CRAN Advisory Group member Mark Asher, AIA, vividly shared in RD magazine, Volume 5, 2022, his symposium experience from Chicago with descriptions of joyful moments and the meaning of those moments to all of us as residential architects. One of the enlightening moments for me occurred at the CRAN Leader Roundtable, where local leaders from New York, Cincinnati, and Austin shared innovative ideas for bringing together a broader and more diverse collection of voices in our professions. Austin architects Patricia Borowicz, AIA, and Megan Lin, AIA, shared insightful keys to organizing a successful construction site tour program and how these gatherings are happening around their region. Patricia and Megan are newer faces in the CRAN community and highlight the critical value of the diverse network of residential architects across the country who reach out to learn from and share with each other.

CRAN has succeeded as an AIA knowledge community by providing a broad range of continuing learning opportunities, thought leadership, professional development, and advocacy for all residential architects. We must continue to make diversity and equity essential core values in our CRAN community to encourage and ensure that all ranges of voices are heard and respected.

Things to Look Forward to in 2023

I am more than excited to welcome the CRAN community to my hometown of Salt Lake City and the Wasatch Mountain Range of Utah in mid-October 2023 for what we feel will be a transformative AIA CRAN Symposium. Utah has been called the crossroads of the West, and this Intermountain Region has been the fastest-growing region in the U.S. for several decades. The Wasatch is also home to a growing number of young (and older) talented residential architects and, recently, an expanding list of internationally respected architects who are coming here to explore, interpret, and—hopefully—respect the unique environmental quality of the high desert and mountains of the Great Basin.

However, in gathering in Salt Lake City and touring architectural projects in surrounding Park City and Ogden Valley, our goal is that CRAN Symposium ’23 is not just about pristine mountain sites and finely crafted wood frame construction. The West faces the challenges of a staggering deficit of affordable housing at the same moment it contends with one of its most serious climate crises as the region dries up. The Great Salt Lake is shrinking, the Colorado Plateau is parched, and the water of the Colorado River no longer reaches the Pacific Ocean. 
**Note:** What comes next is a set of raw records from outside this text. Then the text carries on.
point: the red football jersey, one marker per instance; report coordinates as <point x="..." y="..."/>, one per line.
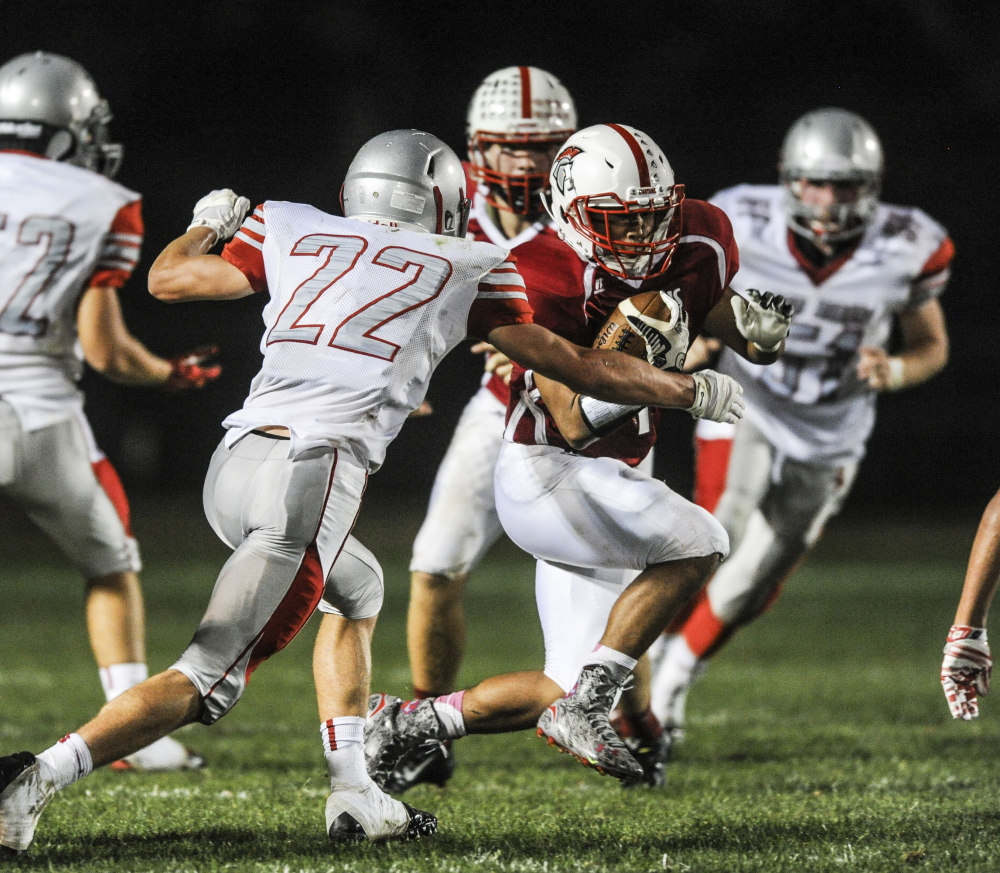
<point x="704" y="262"/>
<point x="536" y="249"/>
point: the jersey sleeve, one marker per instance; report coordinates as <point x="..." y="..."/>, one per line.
<point x="934" y="275"/>
<point x="245" y="251"/>
<point x="500" y="301"/>
<point x="120" y="248"/>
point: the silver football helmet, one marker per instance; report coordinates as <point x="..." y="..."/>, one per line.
<point x="50" y="105"/>
<point x="519" y="107"/>
<point x="831" y="145"/>
<point x="615" y="201"/>
<point x="408" y="179"/>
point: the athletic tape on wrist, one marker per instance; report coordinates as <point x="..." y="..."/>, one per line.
<point x="897" y="373"/>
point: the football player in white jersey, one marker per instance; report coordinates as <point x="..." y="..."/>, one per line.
<point x="361" y="311"/>
<point x="516" y="121"/>
<point x="69" y="239"/>
<point x="852" y="267"/>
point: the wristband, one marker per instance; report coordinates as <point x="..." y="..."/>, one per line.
<point x="897" y="369"/>
<point x="602" y="417"/>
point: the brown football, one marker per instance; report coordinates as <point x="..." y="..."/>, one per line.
<point x="619" y="335"/>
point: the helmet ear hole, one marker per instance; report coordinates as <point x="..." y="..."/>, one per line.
<point x="60" y="145"/>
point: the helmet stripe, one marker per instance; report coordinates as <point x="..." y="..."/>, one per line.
<point x="439" y="208"/>
<point x="525" y="92"/>
<point x="637" y="153"/>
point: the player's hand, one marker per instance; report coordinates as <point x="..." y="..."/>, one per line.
<point x="222" y="211"/>
<point x="763" y="319"/>
<point x="717" y="397"/>
<point x="965" y="670"/>
<point x="879" y="370"/>
<point x="190" y="370"/>
<point x="496" y="362"/>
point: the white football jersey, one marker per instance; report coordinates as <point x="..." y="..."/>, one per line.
<point x="810" y="403"/>
<point x="62" y="229"/>
<point x="359" y="317"/>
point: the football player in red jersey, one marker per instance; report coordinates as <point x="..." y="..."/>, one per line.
<point x="341" y="371"/>
<point x="618" y="551"/>
<point x="517" y="120"/>
<point x="69" y="240"/>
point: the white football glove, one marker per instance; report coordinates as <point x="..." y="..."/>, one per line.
<point x="222" y="211"/>
<point x="763" y="319"/>
<point x="717" y="397"/>
<point x="965" y="671"/>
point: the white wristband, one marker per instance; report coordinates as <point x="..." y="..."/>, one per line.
<point x="897" y="372"/>
<point x="602" y="417"/>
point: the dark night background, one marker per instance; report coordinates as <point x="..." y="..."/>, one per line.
<point x="273" y="99"/>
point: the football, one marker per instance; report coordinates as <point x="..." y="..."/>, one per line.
<point x="650" y="325"/>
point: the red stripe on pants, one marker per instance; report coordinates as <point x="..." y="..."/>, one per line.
<point x="299" y="602"/>
<point x="107" y="478"/>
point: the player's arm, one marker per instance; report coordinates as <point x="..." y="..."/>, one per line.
<point x="924" y="352"/>
<point x="108" y="345"/>
<point x="564" y="404"/>
<point x="616" y="378"/>
<point x="965" y="670"/>
<point x="112" y="350"/>
<point x="185" y="271"/>
<point x="754" y="325"/>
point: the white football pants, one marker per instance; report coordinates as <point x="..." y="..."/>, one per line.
<point x="288" y="520"/>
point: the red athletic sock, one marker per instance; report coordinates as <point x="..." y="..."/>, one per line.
<point x="710" y="469"/>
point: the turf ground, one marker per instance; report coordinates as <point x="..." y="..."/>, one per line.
<point x="819" y="741"/>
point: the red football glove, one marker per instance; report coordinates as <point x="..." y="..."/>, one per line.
<point x="965" y="671"/>
<point x="189" y="370"/>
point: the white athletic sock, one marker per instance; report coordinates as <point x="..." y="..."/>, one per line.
<point x="448" y="708"/>
<point x="118" y="678"/>
<point x="67" y="761"/>
<point x="343" y="747"/>
<point x="670" y="682"/>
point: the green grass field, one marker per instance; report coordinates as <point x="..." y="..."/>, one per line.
<point x="819" y="740"/>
We have difficult decisions to make, and residential architects are in a unique position to address these larger questions: What is the future of living? And what does it mean to live together in close proximity, particularly in an arid, sparsely populated region?  How can prefabrication, standardization, and sustainability provide solutions to the climatic and environmental dilemma we find ourselves in? These questions guide us as we organize our symposium this year.

The challenges of our time are daunting and yet the opportunities ahead of us as residential architects and citizen architects give me hope, optimism, and anticipation in working together with you all this year.